Description
Deliciously soft and chewy oatmeal cookies packed with shredded zucchini and semi-sweet chocolate chips. A perfect treat that sneaks in some veggies while satisfying your sweet tooth.
Ingredients
1 cup shredded zucchini, squeezed dry
1 cup old-fashioned rolled oats
1 cup all-purpose flour
1/2 teaspoon baking soda
1/2 teaspoon ground cinnamon
1/4 teaspoon salt
1/2 cup unsalted butter, softened
1/2 cup granulated sugar
1/2 cup packed light brown sugar
1 large egg
1 teaspoon vanilla extract
3/4 cup semi-sweet chocolate chips
Instructions
Preheat the oven to 350°F (175°C). Line two baking sheets with parchment paper.

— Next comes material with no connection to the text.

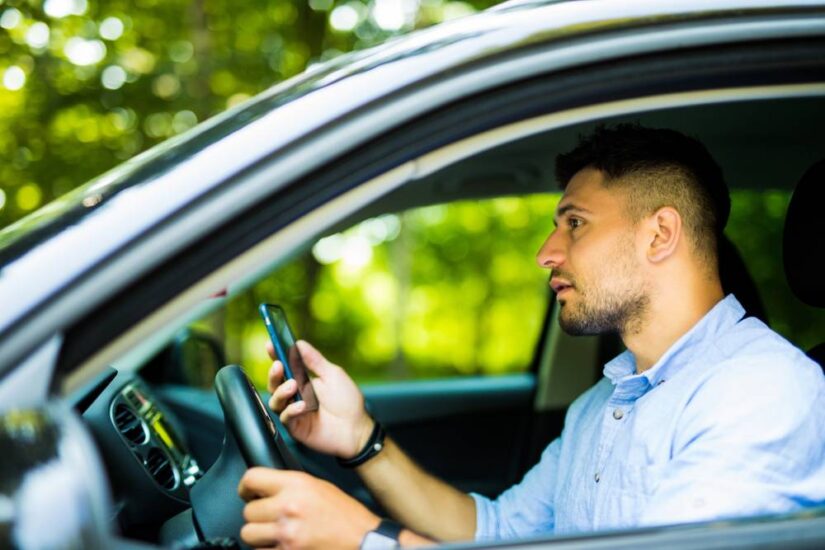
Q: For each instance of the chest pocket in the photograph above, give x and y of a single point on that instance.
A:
(629, 495)
(640, 480)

In a medium bowl, whisk together the rolled oats, all-purpose flour, baking soda, ground cinnamon, and salt.
In a large bowl, using an electric mixer, beat the softened unsalted butter, granulated sugar, and light brown sugar until creamy and smooth, about 2-3 minutes.

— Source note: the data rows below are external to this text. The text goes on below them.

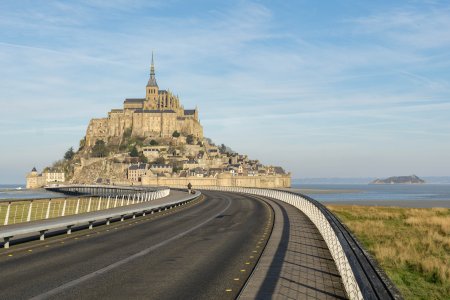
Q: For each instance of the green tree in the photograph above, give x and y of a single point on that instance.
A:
(127, 133)
(160, 161)
(100, 149)
(69, 154)
(143, 158)
(176, 134)
(82, 144)
(190, 139)
(134, 152)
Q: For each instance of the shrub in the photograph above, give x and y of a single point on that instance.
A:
(69, 154)
(100, 149)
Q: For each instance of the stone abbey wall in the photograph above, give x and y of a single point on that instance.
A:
(222, 180)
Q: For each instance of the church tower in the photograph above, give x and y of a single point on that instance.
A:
(152, 87)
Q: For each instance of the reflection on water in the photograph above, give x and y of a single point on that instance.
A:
(20, 192)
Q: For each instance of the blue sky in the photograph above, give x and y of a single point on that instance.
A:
(323, 88)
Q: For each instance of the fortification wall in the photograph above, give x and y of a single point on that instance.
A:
(272, 181)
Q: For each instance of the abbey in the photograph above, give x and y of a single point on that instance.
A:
(159, 114)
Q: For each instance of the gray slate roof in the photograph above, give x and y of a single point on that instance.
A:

Add the egg and vanilla extract to the butter mixture and beat until fully combined.
Gradually add the dry ingredients to the wet ingredients and mix until just combined.

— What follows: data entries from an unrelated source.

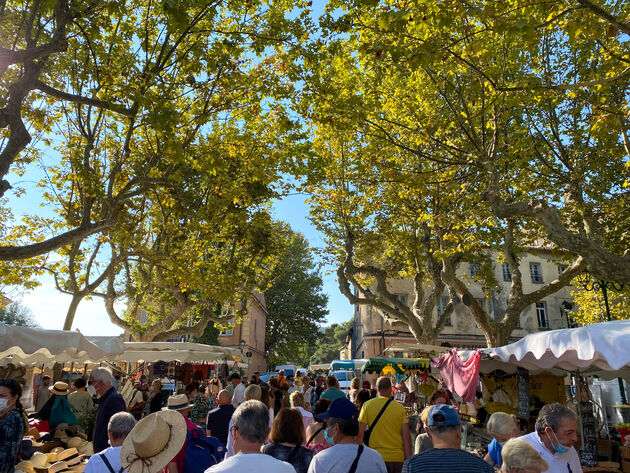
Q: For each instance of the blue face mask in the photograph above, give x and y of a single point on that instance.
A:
(558, 447)
(329, 439)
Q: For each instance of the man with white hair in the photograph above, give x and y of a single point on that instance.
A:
(251, 427)
(109, 403)
(554, 438)
(119, 426)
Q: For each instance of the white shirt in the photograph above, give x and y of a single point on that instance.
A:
(568, 462)
(96, 465)
(239, 395)
(339, 458)
(247, 462)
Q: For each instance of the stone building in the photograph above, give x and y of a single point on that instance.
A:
(371, 334)
(249, 335)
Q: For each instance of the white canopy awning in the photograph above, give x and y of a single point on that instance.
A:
(35, 345)
(597, 349)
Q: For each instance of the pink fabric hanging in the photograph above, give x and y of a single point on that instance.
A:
(460, 377)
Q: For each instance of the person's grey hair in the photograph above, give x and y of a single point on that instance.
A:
(443, 429)
(251, 419)
(120, 424)
(500, 423)
(252, 392)
(103, 375)
(519, 454)
(551, 415)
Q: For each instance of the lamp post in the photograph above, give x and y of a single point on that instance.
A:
(591, 284)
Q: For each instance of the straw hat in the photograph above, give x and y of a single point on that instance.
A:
(59, 467)
(71, 457)
(153, 442)
(86, 448)
(177, 402)
(60, 388)
(25, 467)
(40, 460)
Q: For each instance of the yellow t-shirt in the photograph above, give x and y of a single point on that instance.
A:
(386, 438)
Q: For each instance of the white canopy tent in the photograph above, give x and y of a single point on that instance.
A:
(29, 345)
(598, 349)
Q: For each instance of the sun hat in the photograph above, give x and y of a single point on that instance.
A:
(40, 460)
(25, 467)
(153, 442)
(86, 448)
(60, 388)
(59, 467)
(70, 456)
(341, 408)
(177, 402)
(443, 415)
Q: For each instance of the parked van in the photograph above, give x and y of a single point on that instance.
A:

Fold in the shredded zucchini and semi-sweet chocolate chips until evenly distributed.
Drop rounded tablespoons of dough onto the prepared baking sheets, spacing them about 2 inches apart.
Bake in the preheated oven for 10 to 12 minutes, or until the edges are lightly golden but the centers remain soft.
Remove from the oven and let the cookies cool on the baking sheets for 5 minutes before transferring them to a wire rack to cool completely.